Researching colleges and navigating through college applications can be daunting, but for most families discussing and then attacking the financial aid process is beyond overwhelming. There are just too many websites, so many books, scams to be wary of, claims of millions of dollars going unclaimed every year, etc. Where does a family start?
Once you've discussed with your child the money available, you then need to assess the likelihood of graduate school and determine who is responsible for which expenses. Many families alert their children that they've saved enough for them to attend a public university in their own state for their undergraduate education, but beyond that the students are on their own for the increased cost of an out-of-state public institution or a private college and graduate school. If graduate school appears to be likely in the short term (medical school or law school), that may make a difference on how you decide where to spend the dollars you've saved. Some families tell their children that if they choose to attend an in-state public university for their undergrad years, the parents will help pay for graduate education.
Assuming you are interested in scholarship opportunities, here are some suggestions:
*Start local: Contact your guidance office and check your local high school website. If your high school doesn't publish a list of scholarship opportunities, check other public and private schools in your area.
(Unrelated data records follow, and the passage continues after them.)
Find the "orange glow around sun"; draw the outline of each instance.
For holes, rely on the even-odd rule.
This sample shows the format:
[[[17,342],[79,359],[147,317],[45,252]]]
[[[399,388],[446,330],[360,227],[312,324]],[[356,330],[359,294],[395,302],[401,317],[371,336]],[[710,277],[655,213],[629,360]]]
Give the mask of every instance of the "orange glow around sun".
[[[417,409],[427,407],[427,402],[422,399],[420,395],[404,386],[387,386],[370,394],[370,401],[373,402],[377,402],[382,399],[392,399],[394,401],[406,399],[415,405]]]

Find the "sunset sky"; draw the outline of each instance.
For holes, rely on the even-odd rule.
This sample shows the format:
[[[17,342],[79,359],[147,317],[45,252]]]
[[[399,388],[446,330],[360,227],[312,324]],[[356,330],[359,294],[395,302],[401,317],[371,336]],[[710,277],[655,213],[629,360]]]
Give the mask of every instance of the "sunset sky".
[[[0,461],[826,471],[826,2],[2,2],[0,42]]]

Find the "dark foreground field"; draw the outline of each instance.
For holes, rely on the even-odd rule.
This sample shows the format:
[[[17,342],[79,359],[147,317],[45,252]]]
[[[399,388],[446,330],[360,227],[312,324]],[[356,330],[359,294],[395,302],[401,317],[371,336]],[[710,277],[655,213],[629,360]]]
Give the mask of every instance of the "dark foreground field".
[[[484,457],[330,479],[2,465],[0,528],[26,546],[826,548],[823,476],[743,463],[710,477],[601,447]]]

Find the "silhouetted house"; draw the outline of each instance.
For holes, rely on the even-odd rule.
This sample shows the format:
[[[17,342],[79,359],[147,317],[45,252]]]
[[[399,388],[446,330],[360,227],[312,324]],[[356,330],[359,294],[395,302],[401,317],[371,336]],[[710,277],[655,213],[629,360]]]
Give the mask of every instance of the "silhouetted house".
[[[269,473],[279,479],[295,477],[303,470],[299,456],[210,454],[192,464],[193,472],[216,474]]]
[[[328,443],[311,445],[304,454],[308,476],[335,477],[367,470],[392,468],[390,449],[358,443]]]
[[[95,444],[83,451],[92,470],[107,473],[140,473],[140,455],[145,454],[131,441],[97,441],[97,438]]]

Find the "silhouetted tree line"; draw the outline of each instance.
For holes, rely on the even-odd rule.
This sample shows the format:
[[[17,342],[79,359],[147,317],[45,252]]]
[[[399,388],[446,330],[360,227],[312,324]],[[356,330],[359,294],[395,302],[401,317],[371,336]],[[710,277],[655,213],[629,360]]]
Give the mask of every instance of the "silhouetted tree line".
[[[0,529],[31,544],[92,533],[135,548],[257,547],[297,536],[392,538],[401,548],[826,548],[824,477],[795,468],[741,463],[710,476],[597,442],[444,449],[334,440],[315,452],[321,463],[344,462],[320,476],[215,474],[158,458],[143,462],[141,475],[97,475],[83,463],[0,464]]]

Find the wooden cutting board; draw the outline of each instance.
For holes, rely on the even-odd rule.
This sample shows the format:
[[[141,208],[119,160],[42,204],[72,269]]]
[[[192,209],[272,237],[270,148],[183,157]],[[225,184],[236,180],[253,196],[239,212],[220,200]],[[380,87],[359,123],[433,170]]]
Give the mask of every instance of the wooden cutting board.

*Don't get caught up in the big-money dream: The big-money scholarships (Coca-Cola, Prudential, etc.) receive more than 100,000 applications each year. You're better off looking in your own backyard for scholarship opportunities. Places to think about: civic groups, Rotary, breakfast clubs, parents' employers, organizations, churches, local businesses, etc.
*Look for "renewable" scholarships: A $500 renewable scholarship may not sound like much at first, but over four years it totals $2,000.
*Invest your time wisely: Read the fine print on eligibility and deadlines. Make sure your application positions you as someone deserving of the scholarship. You are better off with a rifle approach where you select "targets" based on an appropriate match. The "shotgun" approach of blasting out applications doesn't work; don't waste your time.
*Determine whether you are a realistic candidate: Understand the purpose of the scholarship, research who has received it in the past and be honest about how likely your chances are of winning the scholarship.